Deforestasi Bukan Cuma Rusak Hutan, Tapi Mengundang Bencana
Spektroom – Hujan deras yang mengguyur Kalimantan Barat selama sepekan terakhir membuat banyak wilayah terendam banjir. Namun, menurut Aliansi Masyarakat Adat Nusantara (AMAN) Kalbar, bencana ini bukan semata-mata karena cuaca ekstrem.
Ada masalah yang lebih besar dan sudah berlangsung lama: hilangnya hutan akibat alih fungsi lahan.
Sekretaris AMAN Kalbar, Tono, menegaskan bahwa curah hujan tinggi hanya menjadi pemicu. Akar persoalannya adalah deforestasi yang terus terjadi di berbagai kabupaten.
Perubahan fungsi lahan untuk perkebunan sawit, pertambangan, hutan tanaman industri (HTI) hingga proyek food estate membuat hutan kehilangan kemampuan alami untuk menyerap air.
“Hutan yang seharusnya menjadi penyangga justru hilang. Ketika hujan turun, air tak lagi tertahan, sehingga banjir menjadi tak terhindarkan,” ujarnya.

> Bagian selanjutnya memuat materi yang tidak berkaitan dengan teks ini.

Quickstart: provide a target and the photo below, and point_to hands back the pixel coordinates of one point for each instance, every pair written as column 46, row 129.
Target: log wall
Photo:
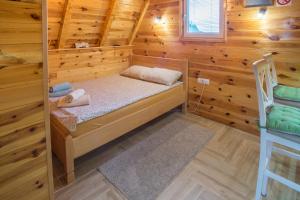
column 25, row 154
column 231, row 96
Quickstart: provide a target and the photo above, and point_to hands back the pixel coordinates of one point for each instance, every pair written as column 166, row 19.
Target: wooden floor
column 225, row 169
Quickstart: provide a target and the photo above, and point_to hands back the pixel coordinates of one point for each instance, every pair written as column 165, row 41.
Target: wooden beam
column 64, row 23
column 109, row 19
column 139, row 22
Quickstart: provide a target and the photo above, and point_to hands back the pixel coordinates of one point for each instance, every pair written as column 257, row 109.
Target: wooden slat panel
column 24, row 172
column 231, row 97
column 83, row 64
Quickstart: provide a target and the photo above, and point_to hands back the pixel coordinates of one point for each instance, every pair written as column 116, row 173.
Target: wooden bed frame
column 99, row 131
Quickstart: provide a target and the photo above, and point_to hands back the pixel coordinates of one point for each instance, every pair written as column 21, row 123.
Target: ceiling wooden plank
column 66, row 18
column 107, row 25
column 139, row 22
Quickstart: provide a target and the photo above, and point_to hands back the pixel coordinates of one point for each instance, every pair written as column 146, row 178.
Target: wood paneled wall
column 98, row 22
column 25, row 161
column 231, row 96
column 84, row 64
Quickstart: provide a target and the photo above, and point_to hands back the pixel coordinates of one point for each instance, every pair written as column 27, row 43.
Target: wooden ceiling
column 97, row 22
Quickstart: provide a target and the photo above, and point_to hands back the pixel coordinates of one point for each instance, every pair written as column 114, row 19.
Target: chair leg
column 268, row 159
column 262, row 166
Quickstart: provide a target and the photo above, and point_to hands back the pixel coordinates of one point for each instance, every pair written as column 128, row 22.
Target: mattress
column 107, row 95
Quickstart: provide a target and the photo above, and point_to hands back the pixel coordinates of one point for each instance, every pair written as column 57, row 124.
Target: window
column 203, row 20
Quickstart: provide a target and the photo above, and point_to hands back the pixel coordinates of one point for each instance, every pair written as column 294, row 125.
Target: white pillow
column 156, row 74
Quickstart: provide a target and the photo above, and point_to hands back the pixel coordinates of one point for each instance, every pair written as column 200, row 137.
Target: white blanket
column 109, row 94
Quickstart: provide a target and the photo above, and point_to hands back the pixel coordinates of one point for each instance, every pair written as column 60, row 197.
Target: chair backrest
column 269, row 58
column 264, row 88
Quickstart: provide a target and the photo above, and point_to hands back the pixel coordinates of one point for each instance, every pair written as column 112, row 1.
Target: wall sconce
column 158, row 20
column 262, row 13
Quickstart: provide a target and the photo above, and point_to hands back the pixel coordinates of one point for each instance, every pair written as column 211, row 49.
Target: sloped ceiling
column 98, row 22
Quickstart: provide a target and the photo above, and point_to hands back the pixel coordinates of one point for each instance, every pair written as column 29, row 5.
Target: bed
column 108, row 121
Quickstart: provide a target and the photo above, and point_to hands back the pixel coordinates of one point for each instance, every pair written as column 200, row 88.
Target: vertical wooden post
column 110, row 17
column 139, row 22
column 64, row 25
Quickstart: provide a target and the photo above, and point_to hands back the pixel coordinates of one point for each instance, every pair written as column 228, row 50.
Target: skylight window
column 203, row 19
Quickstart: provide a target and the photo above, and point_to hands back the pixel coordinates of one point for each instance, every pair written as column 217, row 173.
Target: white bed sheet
column 107, row 94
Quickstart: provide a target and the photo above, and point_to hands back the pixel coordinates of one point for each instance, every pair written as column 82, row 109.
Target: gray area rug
column 145, row 169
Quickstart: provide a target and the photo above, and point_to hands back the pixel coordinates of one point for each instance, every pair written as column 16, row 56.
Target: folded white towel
column 82, row 101
column 73, row 96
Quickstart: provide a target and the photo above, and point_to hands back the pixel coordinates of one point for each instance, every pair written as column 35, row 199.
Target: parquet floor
column 225, row 169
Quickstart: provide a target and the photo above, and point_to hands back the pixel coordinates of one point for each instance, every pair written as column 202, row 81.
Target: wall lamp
column 262, row 13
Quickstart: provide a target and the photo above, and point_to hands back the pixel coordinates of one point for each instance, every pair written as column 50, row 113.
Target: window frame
column 186, row 36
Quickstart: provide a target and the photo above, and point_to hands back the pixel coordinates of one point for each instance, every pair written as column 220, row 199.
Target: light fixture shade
column 254, row 3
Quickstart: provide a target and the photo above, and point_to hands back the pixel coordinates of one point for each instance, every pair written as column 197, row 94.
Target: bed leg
column 184, row 108
column 69, row 161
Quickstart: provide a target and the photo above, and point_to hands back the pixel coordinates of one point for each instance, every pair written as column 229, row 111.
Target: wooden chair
column 270, row 137
column 274, row 83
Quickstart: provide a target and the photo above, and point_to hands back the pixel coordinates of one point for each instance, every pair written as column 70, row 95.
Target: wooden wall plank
column 84, row 64
column 231, row 96
column 24, row 164
column 64, row 25
column 139, row 22
column 108, row 22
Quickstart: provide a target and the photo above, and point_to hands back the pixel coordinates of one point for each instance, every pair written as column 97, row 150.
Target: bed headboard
column 169, row 63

Data menunjukkan Kalimantan Barat kini menjadi provinsi dengan tingkat deforestasi tertinggi kedua di Indonesia, hanya berada satu tingkat di bawah Kalimantan Timur.
Kenaikan itu terus terjadi seiring keluarnya berbagai izin baru yang dinilai tidak mempertimbangkan kemampuan lingkungan.
Di tengah situasi ini, komunitas adat sebenarnya sudah lama menjadi benteng terakhir penjaga hutan. Dengan kearifan lokal dan aturan adat yang diwariskan turun-temurun, banyak kawasan adat tetap lestari.
Salah satu contoh paling dikenal adalah Dayak Iban Sungai Utik di Kapuas Hulu, yang mendapatkan pengakuan internasional karena sukses menjaga hutan adat mereka selama puluhan tahun.
Ironisnya, wilayah adat sering kali justru menjadi lokasi yang dibidik untuk investasi skala besar.
Menurut Tono, pemerintah seperti membuka karpet merah untuk investor, sementara keberadaan masyarakat adat justru sering diabaikan.
“Mereka yang menjaga hutan dianggap tidak terlihat. Sementara pihak luar yang merusak justru diberi kesempatan,” kata Tono.
Padahal secara hukum, keberadaan masyarakat adat sudah diatur jelas. Mulai dari Pasal 18B Ayat (2) UUD 1945, Putusan MK 35/2012, hingga berbagai aturan sektoral yang mengamanatkan pengakuan dan perlindungan terhadap masyarakat adat dan hutan adat.
Sayangnya, implementasinya masih sangat minim. AMAN mencatat, hingga kini baru ada 34 komunitas adat yang memperoleh surat keputusan pengakuan, dan baru 20 SK hutan adat yang diterbitkan pemerintah.
Jumlah itu dinilai tidak sebanding dengan luas wilayah adat di Kalbar yang masih menunggu kepastian hukum.
“Semakin banyak komunitas adat yang diakui, semakin besar peluang kita menyelamatkan hutan. Bagi masyarakat adat, hutan bukan sekadar tempat tinggal, tapi ruang hidup yang sangat sakral,” tegas Tono.
AMAN Kalbar mendesak pemerintah mempercepat penerbitan SK Masyarakat Adat dan SK Hutan Adat. Menurut mereka, pengakuan hukum adalah kunci penting untuk melindungi wilayah adat dari tekanan industri ekstraktif.
“Jika hutan Kalbar ingin tetap menjadi penyangga kehidupan, pemerintah harus bertindak sekarang,” tutupnya.